Konferensi tahun ini yang berlangsung pada tanggal 3-19 Juni di Jenewa membahas kasus Kolombia atas permintaan delegasi pekerja, yang mengambil bagian dalam acara tahunan tersebut bersama dengan perwakilan pemerintah dan pengusaha.
Gacek mengatakan kepada Komite Konferensi Penerapan Standar bahwa bahkan dalam kasus-kasus yang dibawa ke pengadilan, sistem hukum Kolombia masih lemah karena jaksa sering hanya mengulangi dalih yang diberikan oleh para pelaku – misalnya, bahwa anggota serikat buruh yang dibunuh adalah seorang gerilyawan atau telah ada hubungannya dengan para gerilyawan, atau bahwa pembunuhan tersebut adalah "kejahatan nafsu" atau hanya kasus pembunuhan biasa yang dimotivasi oleh pencurian.
“Dari lebih dari 2,700 anggota serikat pekerja yang dibunuh dalam 23 tahun terakhir, dengan rata-rata 70 hukuman per tahun saat ini, dibutuhkan waktu 37 tahun bagi sistem untuk mengatasi tingkat impunitas yang disebutkan, dan hanya dengan asumsi bahwa tidak akan ada lagi pembunuhan yang dimulai. hari ini," kata pemimpin serikat buruh AS.
Tovar mengatakan dalam Konferensi ILO telah dibuktikan bahwa pelanggaran terhadap konvensi internasional meningkat di Kolombia, di mana konflik bersenjata menjadi semakin kejam dan berdarah, “sementara anggota serikat pekerja dan penduduk sipil terjebak di tengah-tengahnya.”
Ketua CUT mengatakan dia prihatin dengan kebijakan sayap kanan Uribe dan kemungkinan bahwa reformasi hukum dapat disetujui sehingga memungkinkan presiden untuk mencalonkan diri untuk masa jabatan ketiga.
“Pemerintahannya sedang menuju ke arah pemerintahan otoriter yang bisa berkembang menjadi kediktatoran,” kata anggota serikat buruh Kolombia.

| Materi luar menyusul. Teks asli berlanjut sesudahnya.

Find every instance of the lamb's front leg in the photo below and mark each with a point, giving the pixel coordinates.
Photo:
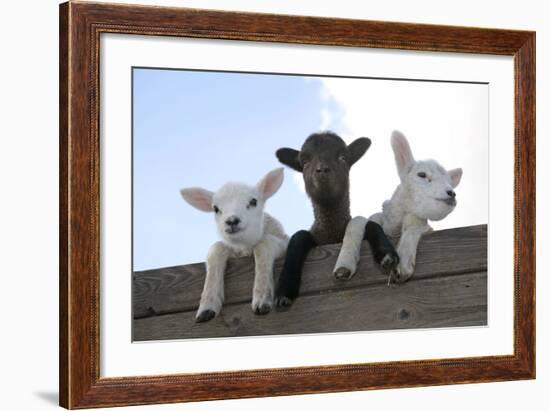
(412, 230)
(288, 286)
(346, 265)
(383, 250)
(265, 254)
(213, 293)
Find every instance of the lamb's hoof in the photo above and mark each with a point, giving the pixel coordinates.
(401, 278)
(389, 262)
(283, 303)
(262, 309)
(342, 274)
(204, 316)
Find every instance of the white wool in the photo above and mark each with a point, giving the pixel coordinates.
(254, 232)
(425, 193)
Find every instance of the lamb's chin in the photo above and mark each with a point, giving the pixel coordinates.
(439, 212)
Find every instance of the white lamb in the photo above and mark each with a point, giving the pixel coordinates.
(426, 192)
(245, 229)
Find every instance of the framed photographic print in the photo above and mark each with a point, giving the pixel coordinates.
(258, 205)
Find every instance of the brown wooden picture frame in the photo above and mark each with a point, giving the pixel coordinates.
(80, 27)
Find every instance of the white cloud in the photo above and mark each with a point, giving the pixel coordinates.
(444, 121)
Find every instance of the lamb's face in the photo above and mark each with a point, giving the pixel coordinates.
(325, 168)
(238, 212)
(431, 189)
(238, 208)
(325, 161)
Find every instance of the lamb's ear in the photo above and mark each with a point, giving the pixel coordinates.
(272, 181)
(357, 148)
(403, 154)
(198, 198)
(289, 157)
(456, 175)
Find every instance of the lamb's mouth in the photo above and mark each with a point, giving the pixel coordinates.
(449, 201)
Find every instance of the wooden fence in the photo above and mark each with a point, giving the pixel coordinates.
(448, 289)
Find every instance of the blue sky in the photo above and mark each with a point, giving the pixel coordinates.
(197, 128)
(203, 129)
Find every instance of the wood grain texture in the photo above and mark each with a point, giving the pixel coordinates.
(81, 25)
(175, 289)
(449, 301)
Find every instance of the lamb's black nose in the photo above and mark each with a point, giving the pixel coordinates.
(232, 221)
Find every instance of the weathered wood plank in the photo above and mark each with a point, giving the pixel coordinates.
(176, 289)
(447, 301)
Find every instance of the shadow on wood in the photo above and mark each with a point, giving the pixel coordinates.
(448, 289)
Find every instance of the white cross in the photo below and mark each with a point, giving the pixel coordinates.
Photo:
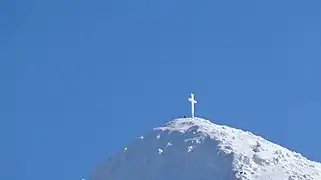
(193, 101)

Tovar mengatakan pembunuhan dan pelanggaran lainnya membuat kaum muda enggan untuk bergabung dengan serikat pekerja, dan akan menjadi aneh jika hal tersebut tidak terjadi, di negara di mana gerakan buruh telah kehilangan hampir 3,000 anggota, dan tercatat telah menderita lebih dari 10,000 anggota serikat pekerja. pelanggaran hak-hak seperti hak untuk hidup dan kebebasan berorganisasi, dan lebih dari 1,000 pemimpin serikat pekerja melarikan diri ke pengasingan.
“Anggota serikat pekerja adalah manusia biasa, dan karena itu kami merasa takut menghadapi rezim berdarah seperti rezim Uribe, dan sikap keras kepala yang diambil oleh pengusaha,” katanya.

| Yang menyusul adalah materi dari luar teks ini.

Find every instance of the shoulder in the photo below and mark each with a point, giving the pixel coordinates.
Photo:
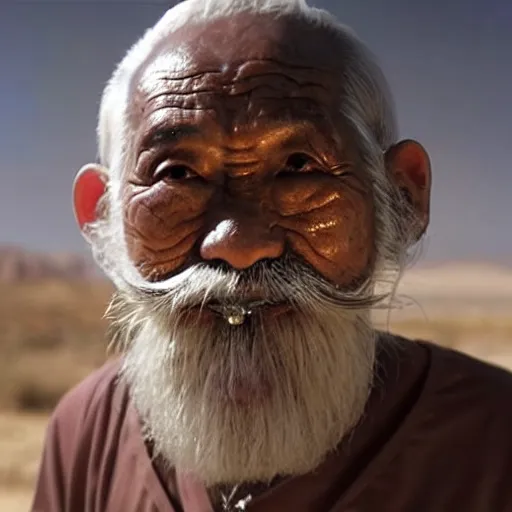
(90, 394)
(453, 373)
(92, 401)
(468, 402)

Namun, rasa sakit dan ketakutan “berubah menjadi kekuatan, dan kami di Kolombia terus berjuang dengan dukungan komunitas internasional; dengan dukungan pemerintah demokratis di seluruh dunia yang memahami situasi di negara-negara Dunia Ketiga,” katanya.
Tovar menambahkan bahwa perusahaan asing di Kolombia, dari Kanada, Spanyol, Swiss dan Amerika Serikat, terlibat dalam pelanggaran hak asasi manusia, dan “dengan satu atau lain cara mensponsori paramiliterisme dan pelanggaran hak asasi manusia.”
Ia secara khusus menyebutkan perusahaan buah-buahan multinasional raksasa asal Amerika Serikat, Chiquita Brands International dan Dole, perusahaan pertambangan batu bara Cerrejón, yang dimiliki oleh perusahaan-perusahaan Amerika, Eropa dan Australia, Unión Fenosa dari Spanyol, Nestle dari Swiss, dan Telmex dari Meksiko.
ZNetwork didanai semata-mata melalui kemurahan hati para pembacanya.